As we helped from-the-East-Coast, intoxicated Ray into the ambulance, he began to harmlessly flirt with one of the paramedics, referring to her as Sugar, but slurring
his speech through and through. We’d received a “man down” call–our last of the day–after a cellphone Samaritan had been driving by and
saw him on his side lying on the sidewalk. The paramedic told him someone thought he was dead.
Ray had been drinking, so he staggered into the ambulance as we took him to the sobering center–basically, a facility with 24 beds and rubber sheet-coated
mattresses for drunk people to sleep off their alcohol and get them in off the streets. As we took Ray’s vitals, I started up a conversation with him, asking
him what he typically drank in an average day. “I start with a quart of Listerine,” he began, “and then a couple pints of vodka, an 18-pack of beer,
and then I mix some Listerine with the vodka so it tastes better.”
“Listerine?” I questioned, probably with much more judgment in my voice than I had wished.
Ray kind of trailed off, and then became tearful as the rig started its engine. He told me of his 18 months in Vietnam–drafted when he was a mere 19 years
old–and of the horrors that he witnessed, a few stray tears collecting at the corners of his eyes. Stories of 6 men he had killed, of friends he had loved
dearly who had taken bullets to the head from snipers right in front of his face. Atrocities. Terrible things. The other paramedic thanked him for his service to our
country. I told him I couldn’t imagine having to go through such a thing, and that no one should have to.
I asked him if alcoholism ran in his family. “No, not anywhere,” he told me. “Not my mother, not my father, not my brothers–nobody. I drink
because it’s so hard to forget everything that happened over there. I blame that war.”

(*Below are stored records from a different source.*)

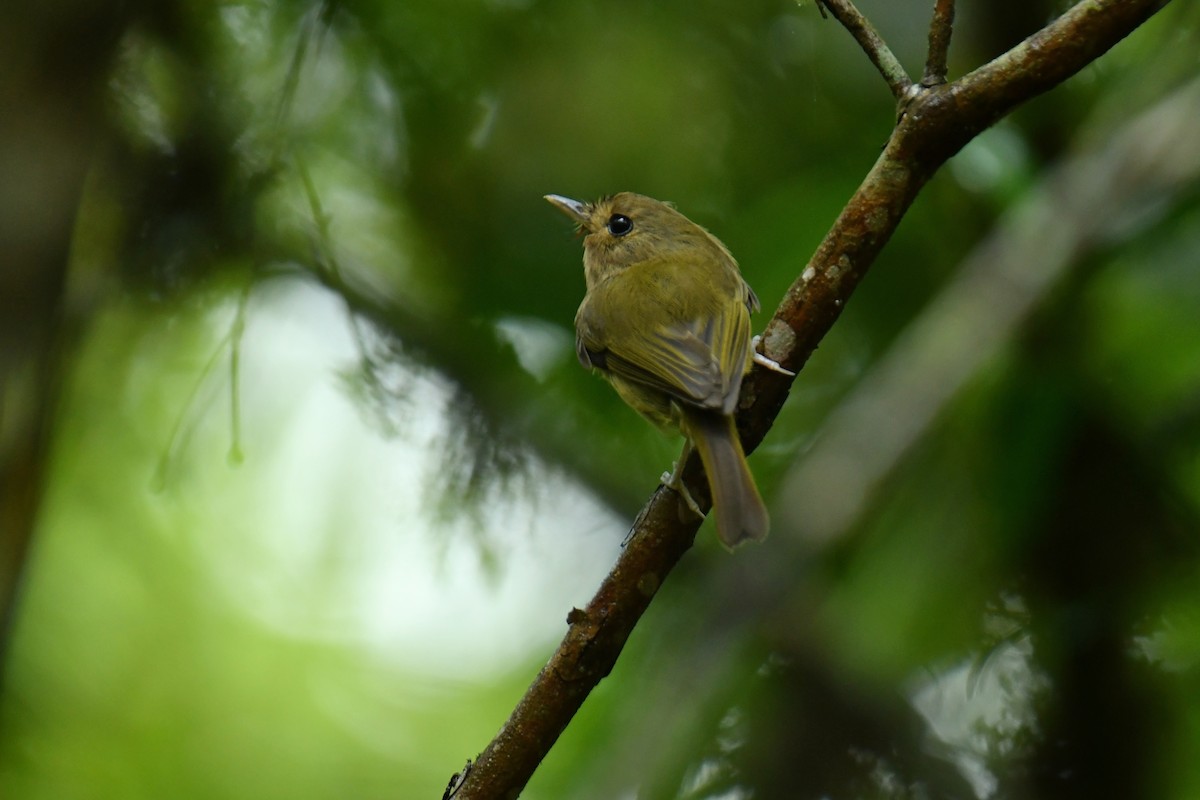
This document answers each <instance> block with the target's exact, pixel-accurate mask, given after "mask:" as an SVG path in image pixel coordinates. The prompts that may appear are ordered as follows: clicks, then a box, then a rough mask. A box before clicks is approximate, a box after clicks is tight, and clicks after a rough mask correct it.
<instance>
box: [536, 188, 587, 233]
mask: <svg viewBox="0 0 1200 800" xmlns="http://www.w3.org/2000/svg"><path fill="white" fill-rule="evenodd" d="M546 200H547V201H548V203H550V204H551V205H552V206H554V207H556V209H558V210H559V211H562V212H563V213H565V215H566V216H569V217H570V218H571V219H575V222H577V223H578V224H580V225H581V227H583V228H587V224H588V221H589V219H590V218H592V213H590V209H589V207H588V204H587V203H580V201H578V200H572V199H571V198H569V197H563V196H562V194H547V196H546Z"/></svg>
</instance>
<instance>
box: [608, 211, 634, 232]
mask: <svg viewBox="0 0 1200 800" xmlns="http://www.w3.org/2000/svg"><path fill="white" fill-rule="evenodd" d="M632 229H634V221H632V219H630V218H629V217H626V216H625V215H624V213H614V215H612V216H611V217H608V233H611V234H612V235H613V236H624V235H625V234H628V233H629V231H630V230H632Z"/></svg>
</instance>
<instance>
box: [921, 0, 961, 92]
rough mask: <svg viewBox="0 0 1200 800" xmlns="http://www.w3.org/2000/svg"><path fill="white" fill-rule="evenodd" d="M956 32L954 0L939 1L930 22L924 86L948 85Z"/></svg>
mask: <svg viewBox="0 0 1200 800" xmlns="http://www.w3.org/2000/svg"><path fill="white" fill-rule="evenodd" d="M953 30H954V0H937V2H936V5H935V6H934V17H932V19H930V22H929V55H928V56H926V58H925V74H924V77H922V79H920V85H922V86H926V88H928V86H936V85H938V84H943V83H946V73H947V66H946V59H947V56H948V55H949V52H950V34H952V32H953Z"/></svg>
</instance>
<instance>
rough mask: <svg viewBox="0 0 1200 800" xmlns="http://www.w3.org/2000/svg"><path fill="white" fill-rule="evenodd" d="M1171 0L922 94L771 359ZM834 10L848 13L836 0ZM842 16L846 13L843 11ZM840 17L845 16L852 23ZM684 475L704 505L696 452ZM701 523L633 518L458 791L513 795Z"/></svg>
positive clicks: (744, 415) (782, 400)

He had started drinking after he had returned from Vietnam. “My first night back, me and 8 buddies went to a bar, and do you know what they said to us? They
called us baby killers,” he said, his voice quivering. “Baby killers. On my first day back to my country.” He recounted the huge bar brawl that
ensued.
Ray’s whole experience hurt to hear. It certainly hurt to know that Ray has been on the streets and drinking for 40 years, and still doesn’t want to quit,
and that he had to experience all that he has.
But I think it hurt even more to think that 40 years from now, a medical student will be doing a ride along with the paramedics, harmlessly start up a conversation
with an intoxicated gentleman, and will hear the exact same story from a veteran of Iraq.